Sentenza Cassazione Civile, sezione sesta, n. 130 del 4 Gennaio 2013
I casi di responsabilità civile del professionista sono qualificati come tali attraverso l'analisi del fatto storico effettuata utilizzando criteri più stringenti rispetto a quelli normalmente usati per la valutazione della responsabilità civile del c.d. "uomo medio": la legge presume che il professionista detenga una conoscenza della materia adeguata, e nel caso in cui egli agisca con negligenza, imprudenza ed imperizia generando conseguentemente un danno economico in capo al cliente è tenuto di conseguenza al risarcimento del danno.


Tale disciplina è integrata dall'articolo 2236 del codice civile che introduce un'attenuante per il professionista, il quale è chiamato a rispondere dei danni cagionati al proprio cliente soltanto in caso di dolo o colpa grave nell'unica eventualità che "la prestazione implica la soluzione di problemi tecnici di particolare difficoltà". 
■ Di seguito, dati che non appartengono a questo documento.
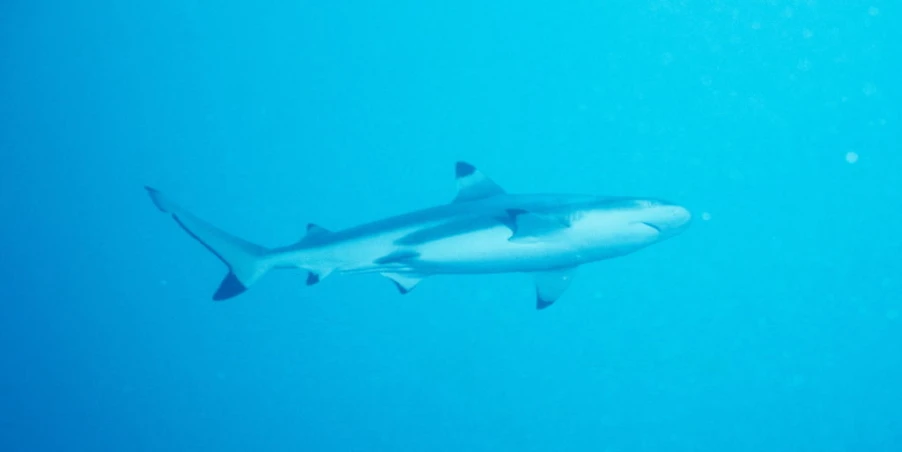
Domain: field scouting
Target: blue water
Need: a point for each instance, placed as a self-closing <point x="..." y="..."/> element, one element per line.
<point x="773" y="324"/>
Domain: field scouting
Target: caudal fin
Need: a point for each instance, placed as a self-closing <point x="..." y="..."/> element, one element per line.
<point x="247" y="262"/>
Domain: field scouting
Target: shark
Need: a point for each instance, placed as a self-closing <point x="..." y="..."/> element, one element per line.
<point x="482" y="230"/>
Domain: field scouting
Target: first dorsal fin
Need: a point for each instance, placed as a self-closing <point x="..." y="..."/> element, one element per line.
<point x="473" y="185"/>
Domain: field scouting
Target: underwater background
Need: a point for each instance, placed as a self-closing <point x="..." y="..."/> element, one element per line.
<point x="773" y="324"/>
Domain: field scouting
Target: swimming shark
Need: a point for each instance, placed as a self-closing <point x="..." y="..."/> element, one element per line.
<point x="482" y="230"/>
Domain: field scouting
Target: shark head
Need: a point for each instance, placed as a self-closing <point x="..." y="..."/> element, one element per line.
<point x="622" y="225"/>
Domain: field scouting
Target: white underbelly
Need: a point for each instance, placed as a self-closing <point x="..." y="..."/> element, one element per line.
<point x="490" y="251"/>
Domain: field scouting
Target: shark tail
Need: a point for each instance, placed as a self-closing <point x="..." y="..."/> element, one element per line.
<point x="247" y="262"/>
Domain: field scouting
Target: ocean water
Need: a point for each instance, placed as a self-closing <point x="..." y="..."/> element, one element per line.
<point x="773" y="324"/>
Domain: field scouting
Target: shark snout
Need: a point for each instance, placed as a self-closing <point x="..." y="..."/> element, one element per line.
<point x="671" y="219"/>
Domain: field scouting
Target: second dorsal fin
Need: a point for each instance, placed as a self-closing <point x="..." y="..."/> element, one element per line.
<point x="473" y="185"/>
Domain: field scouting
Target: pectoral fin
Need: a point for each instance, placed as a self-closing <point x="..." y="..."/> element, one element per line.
<point x="551" y="284"/>
<point x="403" y="281"/>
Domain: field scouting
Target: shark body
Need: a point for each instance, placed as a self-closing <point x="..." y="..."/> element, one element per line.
<point x="483" y="230"/>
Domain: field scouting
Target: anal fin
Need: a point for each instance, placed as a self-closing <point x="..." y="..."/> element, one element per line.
<point x="550" y="285"/>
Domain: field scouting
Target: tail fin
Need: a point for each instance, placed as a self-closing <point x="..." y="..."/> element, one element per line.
<point x="247" y="262"/>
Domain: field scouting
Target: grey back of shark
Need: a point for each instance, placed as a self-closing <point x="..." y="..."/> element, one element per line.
<point x="483" y="230"/>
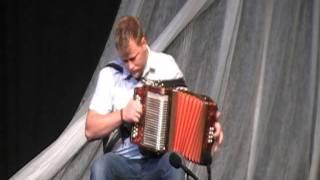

Nel caso di specie la Suprema Corte ha ritenuto sussistere responsabilità civile in capo ad un architetto, direttore e responsabile dei lavori portati avanti in un condominio, poiché le sue scelte professionali adottate in esecuzione delle opere non sono risultate conformi rispetto alla normativa antisismica vigente

Una volta accertata la sussistenza di responsabilità la Corte ha poi ritenuto congruo applicare, ai fini della quantificazione del risarcimento del danno a favore del condomino richiedente, un criterio basato sui costi previsti per l'esecuzione degli interventi di fatto non eseguiti, tenendo conto altresì dei pagamenti effettuati a favore dell'impresa appaltatrice.